The founder of a charity which has reunited more than a thousand child migrants with their families is being honoured by The University of Nottingham.
Margaret Humphreys CBE, Founder and International Director of the Child Migrants Trust, is one of three distinguished guests who will receive an honorary degree during this year’s winter graduation ceremonies.
She will join thousands of successful students celebrating the triumphant culmination of their studies, when they will formally receive their degrees and become graduates of the University during ceremonies from December 13-16.
Ms Humphreys, a qualified social worker, established the Child Migrants Trust in 1987 and has been working ever since on behalf of former child migrants who were sent abroad from Britain as young, vulnerable children – often without the knowledge or consent of their parents.
She has been awarded the CBE and the Order of Australia Medal, and given evidence to Parliamentary Inquiries in both the UK and Australia. As a result of her work, more than a thousand former child migrants have reclaimed their identity and been reunited with their families after decades of separation.
Her work was the inspiration for the 2010 film ‘Oranges and Sunshine’ starring Emily Watson.
Ms Humphreys will receive the honorary degree of Doctor of Laws at the 3pm graduation ceremony on December 15th.
The distinguished lawyer Sir Rabinder Singh will receive the honorary degree of Doctor of Laws at the 11am ceremony on December 16th.
Sir Rabinder graduated in law from Trinity College, Cambridge in 1985, and received an LL.M. from the University of California at Berkeley the following year.
From 1986 to 1988 he was a lecturer in law at The University of Nottingham, before being called to the Bar by Lincoln's Inn in 1989 (elected a Bencher in 2009). He was appointed Queen's Counsel in 2002.

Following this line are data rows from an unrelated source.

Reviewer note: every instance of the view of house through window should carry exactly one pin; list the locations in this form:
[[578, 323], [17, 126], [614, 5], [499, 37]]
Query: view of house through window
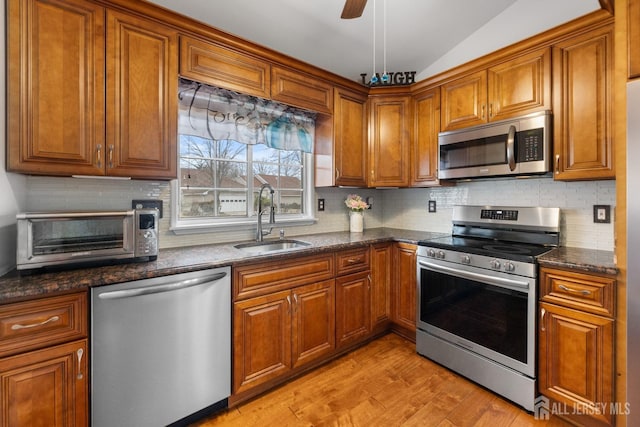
[[229, 148]]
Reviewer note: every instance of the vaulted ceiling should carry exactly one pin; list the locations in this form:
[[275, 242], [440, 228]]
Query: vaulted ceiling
[[426, 36]]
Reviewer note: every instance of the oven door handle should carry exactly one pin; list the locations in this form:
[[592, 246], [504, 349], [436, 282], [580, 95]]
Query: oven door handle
[[496, 281]]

He was a visiting fellow at Queen Mary University, London, from 1996-2002; a visiting professor at the London School of Economics from 2002 to 2009, and has been an honorary professor at The University of Nottingham since 2007. In October 2011, the Queen appointed him a Justice of the High Court and conferred a knighthood upon him.
Sir David White was born in Nottingham and educated at the High School, leaving at the age of 14 to go to sea. After obtaining a Master’s Certificate, he left the sea in 1957 and joined National Freight, becoming the Managing Director of Eastern British Road Services, based in Derby.
He retired in 1999, having become Deputy Chairman, and was involved in the employee buy-out of the organisation from the government.
Since retiring, Sir David has chaired several organisations and was involved in setting up Nottingham Development, which created the concept of trams in the city. He was Chairman of Nottingham Health Authority for 12 years, and the inaugural Chairman of Nottingham Trent University.
Sir David was appointed a Deputy Lieutenant in 1989, and knighted by the Queen in 1992. He will receive the honorary degree of Doctor of Laws at the 11am graduation ceremony on December 13th.
Also receiving a special honour at winter graduation is Professor Brigitte Nerlich of the University’s Institute for Science and Society and the School of Sociology and Social Policy.
Professor Nerlich is being awarded a higher degree, a Doctor of Letters (D.Litt), by the University of Nottingham for her published work in the field of ‘Science and Society’, with a special focus on the role of language and culture on public understanding of science.
The D.Litt is awarded by the University to members of staff whose record of internationally recognised scholarship and research shows conspicuous ability and originality and constitutes a distinguished and sustained achievement.
Professor Nerlich’s fields of interest include French, philosophy, linguistics, the history and sociology of science, and science and technology studies. She has published widely across these fields and disciplines, including ten books, over 100 peer-reviewed journal articles and a similar number of book chapters.
Subjects of her research have included climate change, stem cell regulation, health and illness, disease and epidemics – including foot and mouth disease, MRSA and avian flu.